She takes up the definition of anti-semitism to include anti-zionism. “Zionism is the national identity of the Jewish people,” she said.
But she doesn’t address at all the anxiety and revulsion many feel for Israeli expansionism, the kind of Zionism, currently represented in the Israeli government, which aspires to a greater Israel that includes the West Bank and Gaza.
She said: “In Ireland’s view of the war, there is almost no context at all.”
That is nonsense. The context of the war is an historic, unresolved friction between Israel and the Palestinians over sovereignty of disputed territory.
It is possible to hold in mind the two ideas that Israel has driven Palestinians to the wall and that Hamas has capitalised on that as a wedge into which it can drive its jihadism.

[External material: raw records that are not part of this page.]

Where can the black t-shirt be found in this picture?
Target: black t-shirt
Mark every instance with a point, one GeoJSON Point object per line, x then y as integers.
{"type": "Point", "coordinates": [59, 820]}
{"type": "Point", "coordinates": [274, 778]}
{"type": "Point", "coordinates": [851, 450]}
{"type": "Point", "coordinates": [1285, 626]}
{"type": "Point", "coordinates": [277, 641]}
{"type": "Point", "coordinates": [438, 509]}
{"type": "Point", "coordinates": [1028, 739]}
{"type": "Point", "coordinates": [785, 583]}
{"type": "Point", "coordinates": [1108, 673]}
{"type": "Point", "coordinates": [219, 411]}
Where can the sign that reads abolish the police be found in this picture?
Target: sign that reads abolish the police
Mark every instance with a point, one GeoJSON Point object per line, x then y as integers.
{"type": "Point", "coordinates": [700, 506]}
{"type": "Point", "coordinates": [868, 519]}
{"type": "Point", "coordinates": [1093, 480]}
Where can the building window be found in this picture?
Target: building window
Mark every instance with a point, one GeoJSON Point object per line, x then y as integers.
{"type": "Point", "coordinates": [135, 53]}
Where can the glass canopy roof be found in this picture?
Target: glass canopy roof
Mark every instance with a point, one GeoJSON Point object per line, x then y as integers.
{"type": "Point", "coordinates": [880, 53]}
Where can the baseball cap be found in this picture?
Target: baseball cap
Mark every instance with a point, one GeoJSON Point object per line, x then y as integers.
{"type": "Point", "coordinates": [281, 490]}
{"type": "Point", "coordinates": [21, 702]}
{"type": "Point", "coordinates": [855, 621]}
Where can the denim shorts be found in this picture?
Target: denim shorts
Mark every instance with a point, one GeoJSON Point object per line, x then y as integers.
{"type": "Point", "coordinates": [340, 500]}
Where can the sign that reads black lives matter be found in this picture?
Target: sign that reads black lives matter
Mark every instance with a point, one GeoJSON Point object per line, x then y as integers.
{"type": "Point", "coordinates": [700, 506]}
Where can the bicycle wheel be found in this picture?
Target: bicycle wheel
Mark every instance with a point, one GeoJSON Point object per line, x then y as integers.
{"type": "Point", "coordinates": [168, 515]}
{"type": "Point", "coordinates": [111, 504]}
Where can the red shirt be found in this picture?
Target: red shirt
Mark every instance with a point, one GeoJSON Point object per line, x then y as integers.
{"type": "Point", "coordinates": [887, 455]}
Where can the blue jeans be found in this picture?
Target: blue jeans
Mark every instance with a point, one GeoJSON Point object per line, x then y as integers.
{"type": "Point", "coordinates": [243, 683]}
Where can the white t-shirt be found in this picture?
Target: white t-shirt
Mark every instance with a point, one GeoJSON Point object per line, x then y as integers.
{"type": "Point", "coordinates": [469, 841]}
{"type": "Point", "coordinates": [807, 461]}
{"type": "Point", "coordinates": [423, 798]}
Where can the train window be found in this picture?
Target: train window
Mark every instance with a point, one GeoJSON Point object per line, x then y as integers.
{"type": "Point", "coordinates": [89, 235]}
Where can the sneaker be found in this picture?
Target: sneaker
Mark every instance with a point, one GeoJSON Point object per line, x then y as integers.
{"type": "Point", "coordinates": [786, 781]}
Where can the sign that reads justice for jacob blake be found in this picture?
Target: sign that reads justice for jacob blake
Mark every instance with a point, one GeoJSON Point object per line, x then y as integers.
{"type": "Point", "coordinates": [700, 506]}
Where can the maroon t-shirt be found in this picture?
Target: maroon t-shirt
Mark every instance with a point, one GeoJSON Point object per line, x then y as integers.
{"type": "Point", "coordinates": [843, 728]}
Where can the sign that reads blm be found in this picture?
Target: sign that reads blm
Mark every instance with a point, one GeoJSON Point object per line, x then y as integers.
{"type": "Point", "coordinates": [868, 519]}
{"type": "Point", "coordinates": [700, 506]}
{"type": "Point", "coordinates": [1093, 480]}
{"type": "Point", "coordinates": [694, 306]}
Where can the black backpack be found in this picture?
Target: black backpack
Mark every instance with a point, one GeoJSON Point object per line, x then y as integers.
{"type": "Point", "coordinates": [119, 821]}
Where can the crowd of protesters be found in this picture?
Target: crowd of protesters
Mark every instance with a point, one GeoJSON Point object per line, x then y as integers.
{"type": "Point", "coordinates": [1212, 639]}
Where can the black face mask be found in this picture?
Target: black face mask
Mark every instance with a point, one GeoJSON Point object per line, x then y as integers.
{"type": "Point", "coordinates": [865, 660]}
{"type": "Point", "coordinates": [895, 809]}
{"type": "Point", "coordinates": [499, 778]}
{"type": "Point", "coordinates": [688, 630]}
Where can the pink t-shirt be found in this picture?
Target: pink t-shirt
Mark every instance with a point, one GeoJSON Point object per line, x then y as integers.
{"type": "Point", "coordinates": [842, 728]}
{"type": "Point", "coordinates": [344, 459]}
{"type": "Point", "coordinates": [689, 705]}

The Palestinian Authority has already accepted the state of Israel within its internationally recognised legitimate borders. Ireland recognising a Palestinian state is not a “reward for terrorism”.

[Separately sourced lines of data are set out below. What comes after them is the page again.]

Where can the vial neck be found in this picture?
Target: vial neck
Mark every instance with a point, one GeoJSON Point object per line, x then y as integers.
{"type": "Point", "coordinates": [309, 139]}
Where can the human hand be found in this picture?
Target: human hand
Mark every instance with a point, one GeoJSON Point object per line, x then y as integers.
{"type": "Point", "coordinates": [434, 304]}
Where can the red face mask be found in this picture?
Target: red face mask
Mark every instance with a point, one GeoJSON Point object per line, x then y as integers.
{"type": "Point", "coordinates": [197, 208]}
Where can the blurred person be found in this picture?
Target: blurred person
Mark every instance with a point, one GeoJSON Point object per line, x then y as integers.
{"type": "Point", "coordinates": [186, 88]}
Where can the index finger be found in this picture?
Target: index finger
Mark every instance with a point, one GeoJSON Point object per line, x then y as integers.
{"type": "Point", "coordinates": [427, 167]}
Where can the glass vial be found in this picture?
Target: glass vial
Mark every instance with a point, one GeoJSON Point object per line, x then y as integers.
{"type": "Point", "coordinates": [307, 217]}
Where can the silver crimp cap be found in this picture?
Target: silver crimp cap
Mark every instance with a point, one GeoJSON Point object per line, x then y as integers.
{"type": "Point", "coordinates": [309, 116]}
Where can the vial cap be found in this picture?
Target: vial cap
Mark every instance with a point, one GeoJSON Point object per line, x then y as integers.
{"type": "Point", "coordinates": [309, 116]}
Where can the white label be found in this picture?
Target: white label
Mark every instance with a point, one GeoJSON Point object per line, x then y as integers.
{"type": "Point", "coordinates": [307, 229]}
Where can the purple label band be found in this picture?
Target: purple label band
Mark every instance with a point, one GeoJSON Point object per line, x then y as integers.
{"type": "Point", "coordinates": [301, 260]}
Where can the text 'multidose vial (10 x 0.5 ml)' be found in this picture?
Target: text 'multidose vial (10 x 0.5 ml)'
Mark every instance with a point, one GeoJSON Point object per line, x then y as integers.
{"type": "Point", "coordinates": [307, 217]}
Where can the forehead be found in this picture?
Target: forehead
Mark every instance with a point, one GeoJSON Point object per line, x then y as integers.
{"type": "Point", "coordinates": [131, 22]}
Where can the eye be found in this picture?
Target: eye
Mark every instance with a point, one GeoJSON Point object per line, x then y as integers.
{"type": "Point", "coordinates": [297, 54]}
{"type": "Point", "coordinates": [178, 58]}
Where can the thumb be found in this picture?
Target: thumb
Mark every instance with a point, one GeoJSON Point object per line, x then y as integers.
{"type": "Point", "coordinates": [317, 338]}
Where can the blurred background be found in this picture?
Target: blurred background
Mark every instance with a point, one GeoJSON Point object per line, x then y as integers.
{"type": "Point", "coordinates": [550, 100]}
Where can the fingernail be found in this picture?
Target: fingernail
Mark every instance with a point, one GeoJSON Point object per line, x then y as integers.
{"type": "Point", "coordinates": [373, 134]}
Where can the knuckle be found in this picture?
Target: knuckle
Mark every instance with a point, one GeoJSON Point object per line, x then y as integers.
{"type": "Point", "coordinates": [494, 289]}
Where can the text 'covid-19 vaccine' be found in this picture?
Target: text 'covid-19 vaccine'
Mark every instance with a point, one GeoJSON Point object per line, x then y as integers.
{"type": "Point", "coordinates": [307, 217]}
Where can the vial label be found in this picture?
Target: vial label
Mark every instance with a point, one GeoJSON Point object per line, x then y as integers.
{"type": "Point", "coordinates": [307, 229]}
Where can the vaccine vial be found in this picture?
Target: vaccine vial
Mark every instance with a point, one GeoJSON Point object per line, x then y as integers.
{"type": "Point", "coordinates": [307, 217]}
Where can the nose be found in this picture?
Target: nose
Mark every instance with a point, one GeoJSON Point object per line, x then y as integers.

Ms Erlich has a job to do, making excuses for the rash vengefulness of her country.
The Irish government has a job to do too, to represent the deep conviction of many in this country that Palestine is a state being progressively eroded and which deserves to have more secure states speak up for it.
The war now threatens to escalate across the whole region. Israel must be protected. That will be a prime strategic interest. It doesn’t mean we have to endorse its criminal actions.